Existem poucos festivais europeus para o estilo, o mais famoso é o Familientreffen, onde o foco é no EBM Oldschool e no Anhalt, voltado para um público não-gótico e não-metal. Contudo, eventos como a Gotik Treffen e o Castle Party sempre trazem bandas de EBM para seus shows, mesmo que eles sejam voltados aos góticos.

Fora da Europa existem pequenas cenas, não mais que meia dúzia de indivíduos, em alguns locais.

Normalmente o que se toca de EBM fica restrito a casas que tocam para góticos, onde os EBMers precisam dividir espaço com eles. Deste modelo surge a falsa impressão que o gênero faz parte da cena gótica.

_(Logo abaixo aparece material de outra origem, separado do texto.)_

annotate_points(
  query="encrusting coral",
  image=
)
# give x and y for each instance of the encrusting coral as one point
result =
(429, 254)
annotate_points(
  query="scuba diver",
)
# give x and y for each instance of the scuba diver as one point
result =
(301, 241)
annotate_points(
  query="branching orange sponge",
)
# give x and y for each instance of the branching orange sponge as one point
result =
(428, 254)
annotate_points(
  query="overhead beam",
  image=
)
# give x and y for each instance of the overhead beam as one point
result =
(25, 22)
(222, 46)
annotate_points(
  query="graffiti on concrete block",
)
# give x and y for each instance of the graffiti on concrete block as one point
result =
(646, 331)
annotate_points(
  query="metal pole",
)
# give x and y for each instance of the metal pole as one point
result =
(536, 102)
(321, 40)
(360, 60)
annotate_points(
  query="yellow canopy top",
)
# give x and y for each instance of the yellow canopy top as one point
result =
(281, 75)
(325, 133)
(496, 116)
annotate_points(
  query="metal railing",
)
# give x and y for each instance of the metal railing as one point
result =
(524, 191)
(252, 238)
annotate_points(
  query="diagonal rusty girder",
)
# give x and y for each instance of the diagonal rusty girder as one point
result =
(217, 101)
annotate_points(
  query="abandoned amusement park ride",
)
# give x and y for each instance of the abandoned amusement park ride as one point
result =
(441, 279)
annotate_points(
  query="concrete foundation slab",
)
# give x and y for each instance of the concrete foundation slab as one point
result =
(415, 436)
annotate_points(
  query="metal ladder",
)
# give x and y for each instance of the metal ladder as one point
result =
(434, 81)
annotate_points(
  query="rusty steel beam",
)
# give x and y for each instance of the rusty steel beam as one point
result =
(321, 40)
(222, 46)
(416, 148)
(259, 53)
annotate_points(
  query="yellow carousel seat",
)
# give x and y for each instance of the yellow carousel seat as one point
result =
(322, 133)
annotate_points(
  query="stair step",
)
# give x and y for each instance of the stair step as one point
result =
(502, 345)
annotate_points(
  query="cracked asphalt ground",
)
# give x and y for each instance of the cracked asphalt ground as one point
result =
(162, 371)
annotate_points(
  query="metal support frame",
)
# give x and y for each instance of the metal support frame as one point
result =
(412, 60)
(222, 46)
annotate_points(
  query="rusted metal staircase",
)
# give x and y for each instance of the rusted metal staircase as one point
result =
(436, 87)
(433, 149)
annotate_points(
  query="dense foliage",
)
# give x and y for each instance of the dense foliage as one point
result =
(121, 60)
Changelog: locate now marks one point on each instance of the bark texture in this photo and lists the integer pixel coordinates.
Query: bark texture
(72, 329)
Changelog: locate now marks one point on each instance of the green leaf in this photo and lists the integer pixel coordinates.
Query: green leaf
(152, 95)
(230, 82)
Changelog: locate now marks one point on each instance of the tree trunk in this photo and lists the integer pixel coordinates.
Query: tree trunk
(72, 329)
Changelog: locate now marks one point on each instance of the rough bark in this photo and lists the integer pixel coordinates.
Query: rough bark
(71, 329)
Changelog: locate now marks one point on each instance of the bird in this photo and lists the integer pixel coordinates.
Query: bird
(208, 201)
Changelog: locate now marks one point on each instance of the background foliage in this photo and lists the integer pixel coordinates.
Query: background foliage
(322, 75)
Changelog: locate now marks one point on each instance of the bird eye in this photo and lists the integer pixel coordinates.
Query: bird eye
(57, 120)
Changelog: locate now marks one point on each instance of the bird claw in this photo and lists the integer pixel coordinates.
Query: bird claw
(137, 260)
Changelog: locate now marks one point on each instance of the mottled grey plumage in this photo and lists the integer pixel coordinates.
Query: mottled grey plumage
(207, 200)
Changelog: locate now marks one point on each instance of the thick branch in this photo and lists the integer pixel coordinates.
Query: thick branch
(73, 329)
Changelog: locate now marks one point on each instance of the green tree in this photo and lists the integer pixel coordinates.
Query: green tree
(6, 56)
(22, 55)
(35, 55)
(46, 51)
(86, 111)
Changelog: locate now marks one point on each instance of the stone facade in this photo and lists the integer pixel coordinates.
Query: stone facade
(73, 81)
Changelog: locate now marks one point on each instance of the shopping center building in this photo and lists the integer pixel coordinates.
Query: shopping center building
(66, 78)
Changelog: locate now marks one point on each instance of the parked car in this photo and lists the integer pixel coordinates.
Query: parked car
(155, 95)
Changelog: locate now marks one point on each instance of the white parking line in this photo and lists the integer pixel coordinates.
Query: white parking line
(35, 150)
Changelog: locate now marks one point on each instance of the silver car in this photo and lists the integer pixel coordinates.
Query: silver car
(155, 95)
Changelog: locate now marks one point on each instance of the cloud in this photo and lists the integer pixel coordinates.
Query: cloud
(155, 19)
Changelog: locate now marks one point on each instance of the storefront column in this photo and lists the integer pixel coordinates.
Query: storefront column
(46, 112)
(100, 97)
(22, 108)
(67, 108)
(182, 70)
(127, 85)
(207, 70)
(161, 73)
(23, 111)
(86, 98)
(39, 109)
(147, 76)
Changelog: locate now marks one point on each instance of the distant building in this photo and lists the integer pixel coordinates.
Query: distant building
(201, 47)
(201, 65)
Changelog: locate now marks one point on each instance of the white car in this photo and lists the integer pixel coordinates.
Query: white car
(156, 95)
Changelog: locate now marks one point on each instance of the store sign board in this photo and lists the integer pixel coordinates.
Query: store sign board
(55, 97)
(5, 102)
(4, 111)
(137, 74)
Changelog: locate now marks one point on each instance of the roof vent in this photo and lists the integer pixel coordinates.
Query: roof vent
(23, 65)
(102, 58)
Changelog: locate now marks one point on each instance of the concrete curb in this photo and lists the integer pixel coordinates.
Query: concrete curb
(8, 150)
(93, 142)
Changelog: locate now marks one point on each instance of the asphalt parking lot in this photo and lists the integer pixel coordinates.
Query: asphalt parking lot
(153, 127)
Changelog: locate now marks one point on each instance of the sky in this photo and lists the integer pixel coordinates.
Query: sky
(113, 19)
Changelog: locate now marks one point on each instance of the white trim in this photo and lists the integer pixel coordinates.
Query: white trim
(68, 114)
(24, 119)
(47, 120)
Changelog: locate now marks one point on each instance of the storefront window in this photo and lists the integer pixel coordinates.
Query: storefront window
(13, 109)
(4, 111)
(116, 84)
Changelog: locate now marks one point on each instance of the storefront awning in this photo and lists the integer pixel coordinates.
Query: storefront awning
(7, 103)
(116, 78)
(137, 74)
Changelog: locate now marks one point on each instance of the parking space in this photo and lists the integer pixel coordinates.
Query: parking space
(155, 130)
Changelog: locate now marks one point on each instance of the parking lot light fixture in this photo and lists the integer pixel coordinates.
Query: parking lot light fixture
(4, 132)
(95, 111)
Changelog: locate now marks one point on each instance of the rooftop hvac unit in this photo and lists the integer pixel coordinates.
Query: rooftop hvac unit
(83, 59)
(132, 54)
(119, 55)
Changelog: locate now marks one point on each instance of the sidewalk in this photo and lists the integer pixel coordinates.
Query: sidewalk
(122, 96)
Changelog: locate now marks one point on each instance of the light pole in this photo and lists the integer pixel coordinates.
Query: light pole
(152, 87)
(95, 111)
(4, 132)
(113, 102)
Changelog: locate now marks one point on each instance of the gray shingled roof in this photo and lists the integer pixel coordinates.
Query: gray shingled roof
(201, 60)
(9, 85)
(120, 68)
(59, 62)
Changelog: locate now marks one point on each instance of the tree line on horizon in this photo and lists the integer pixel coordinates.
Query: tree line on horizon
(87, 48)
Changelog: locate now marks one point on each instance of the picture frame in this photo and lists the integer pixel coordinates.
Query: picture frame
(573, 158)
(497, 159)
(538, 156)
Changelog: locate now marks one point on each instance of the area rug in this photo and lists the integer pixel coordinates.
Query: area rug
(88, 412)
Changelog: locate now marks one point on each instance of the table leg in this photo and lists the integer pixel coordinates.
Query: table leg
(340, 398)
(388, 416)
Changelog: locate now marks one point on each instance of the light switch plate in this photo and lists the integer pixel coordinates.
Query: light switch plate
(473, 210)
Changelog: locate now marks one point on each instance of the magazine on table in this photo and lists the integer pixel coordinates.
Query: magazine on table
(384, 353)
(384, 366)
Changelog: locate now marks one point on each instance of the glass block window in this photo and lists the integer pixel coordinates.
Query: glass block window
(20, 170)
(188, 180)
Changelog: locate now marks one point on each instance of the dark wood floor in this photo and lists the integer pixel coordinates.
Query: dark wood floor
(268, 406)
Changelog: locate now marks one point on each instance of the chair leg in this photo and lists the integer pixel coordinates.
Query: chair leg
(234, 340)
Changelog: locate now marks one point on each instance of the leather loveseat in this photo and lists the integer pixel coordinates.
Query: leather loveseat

No Brasil a situação é muito parecida. Temos pouquíssimos grupos de EBM e não temos eventos dedicados ao estilo. As casas noturnas góticas é que acabam sendo responsáveis pela divulgação do estilo, muitas vezes mesclada com electro-industrial e seus derivados. Não existe, de fato, uma cena para o EBM, muito menos uma reunião de amigos que possam movimentar alguma coisa. Também não temos muitos grupos, o que causa, sem dúvidas, uma falha grande para a criação de um público que queira ouvir o electronic body music.